Dilihat dari jenisnya, mobil-mobil terlaris adalah MPV 7 penumpang (lihat saja : Avanza, Inova, Xenia, Grand Livina, Freed, Ertiga), SUV (Rush, Terios, bahkan Fortuner dan Pajero), hatchback 1500 CC ke atas (Yaris, Jazz) dan minibus/van (APV).

Inova, sekalipun bermain di harga 250-300 jutaan, tetap bercokol di no.3 tidak jauh dari Daihatsu Xenia yang jelas-jelas mirip Avanza.

Tidak muncul jenis city car dalam data tersebut.

Sumber lain (di sini) mengatakan, menurut Gaikindo penjualan city car selama setahun (2012) hanya berkontribusi 3,92% dari total pasar mobil. Penjualan tertinggi diraup Honda Brio (8.002 unit dalam waktu 5 bulan Agustus – Desember 2013), disusul March (7.740), Picanto (7.675), Splash(5.890) dan Sirion(5.474).

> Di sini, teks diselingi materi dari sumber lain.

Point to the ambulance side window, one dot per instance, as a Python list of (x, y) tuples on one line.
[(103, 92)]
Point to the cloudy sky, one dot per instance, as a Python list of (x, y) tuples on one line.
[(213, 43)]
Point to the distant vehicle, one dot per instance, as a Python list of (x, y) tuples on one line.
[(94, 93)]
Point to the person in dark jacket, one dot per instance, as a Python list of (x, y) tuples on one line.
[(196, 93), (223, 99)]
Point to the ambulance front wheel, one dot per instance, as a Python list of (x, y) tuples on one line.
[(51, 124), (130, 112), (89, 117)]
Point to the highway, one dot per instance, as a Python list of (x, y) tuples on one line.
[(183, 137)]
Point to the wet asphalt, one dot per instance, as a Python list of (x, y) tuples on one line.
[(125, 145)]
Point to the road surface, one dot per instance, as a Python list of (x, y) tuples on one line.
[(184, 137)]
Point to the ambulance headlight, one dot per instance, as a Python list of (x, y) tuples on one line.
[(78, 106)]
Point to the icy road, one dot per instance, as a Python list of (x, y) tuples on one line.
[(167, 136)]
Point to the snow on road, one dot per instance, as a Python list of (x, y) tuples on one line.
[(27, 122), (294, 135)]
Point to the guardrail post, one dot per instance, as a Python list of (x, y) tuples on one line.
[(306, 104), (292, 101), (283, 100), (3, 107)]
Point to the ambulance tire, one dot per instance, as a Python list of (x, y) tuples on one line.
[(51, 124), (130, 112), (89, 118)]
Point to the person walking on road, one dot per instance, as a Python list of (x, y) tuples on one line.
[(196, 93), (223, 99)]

Data diatas membuat kita berpikir ulang, apakah karena murah, LCGC ini nanti kemudian akan serta-merta booming dan melenggang di pasar? Berdasarkan data di atas, dapat diraba karakter konsumen mobil di Indonesia paling tidak menimbang kriteria-kriteria tertentu dalam membeli mobil, diantaranya :


  • Merk : dalam hal ini ciri Toyota minded masih terasa. Kalaupun belakangan sudah mulai masuk merk-merk lain, namun terlihat market share Toyota masih sangat dominan. Faktor kuatnya merk Toyota barangkali selain sudah berkiprah lama, service dan sparepart yang ada di mana-mana dan yang jelas re-sale value yang tinggi (memang aneh tapi nyata : baru beli sudah mikir harga jualnya nanti). Pernah dengan mobil Cherry QQ ? Pada waktu diluncurkan harganya 80-an juta saja. Tapi kurang mendapat sambutan karena merk nya bukan? Atau barangkali meluncur terlalu dini. Jadi, akankah Agya dan Ayla meledak karena faktor Toyota dan Daihatsu?
  • Akomodasi : paling tidak muat untuk 5 – 7 orang, bagasi mencukupi. Mengapa ini penting? Karena kalau anda hanya mampu memiliki 1 mobil, maka syaratnya harus all ini one, bisa dipakai sehari-hari, serumah bisa keangkut, asyik di dalam kota, handal untuk perjalanan luar kota, keren dibawa mudik lebaran.
  • Harga bukan menjadi pertimbangan utama, tapi kenyamanan juga penting. Misalnya : sama-sama akomodasi mencukupi, MPV lebih dipilih dibandingkan dengan van. Ingat jaman dulu? Tahun 70-an mobil di jalan didominasi Colt T-120. Kemudian era 80-an berganti Suzuki Carry, dan trend bergeser ke Kijang. Hari ini mobil jenis van seperti APV dan Luxio masih ada. Bahkan Suzuki Carry pun masih ada, dengan harga Rp. 100-juta an. Mengapa kalah bersaing dengan duo Avanza–Xenia? Di segmen city car sendiri, ternyata yang terlaris adalah Honda Brio, yang ternyata bukan produk termurah di katergorinya. Hal ini menunjukkan naiknya pendapatan masyarakat golongan menengah ke atas dan beragamnya penawaran merk dan jenis mobil membuat pergeseran preferensi beli mobil dari yang awalnya fungsional bergeser mencari kenyamanan berkendara.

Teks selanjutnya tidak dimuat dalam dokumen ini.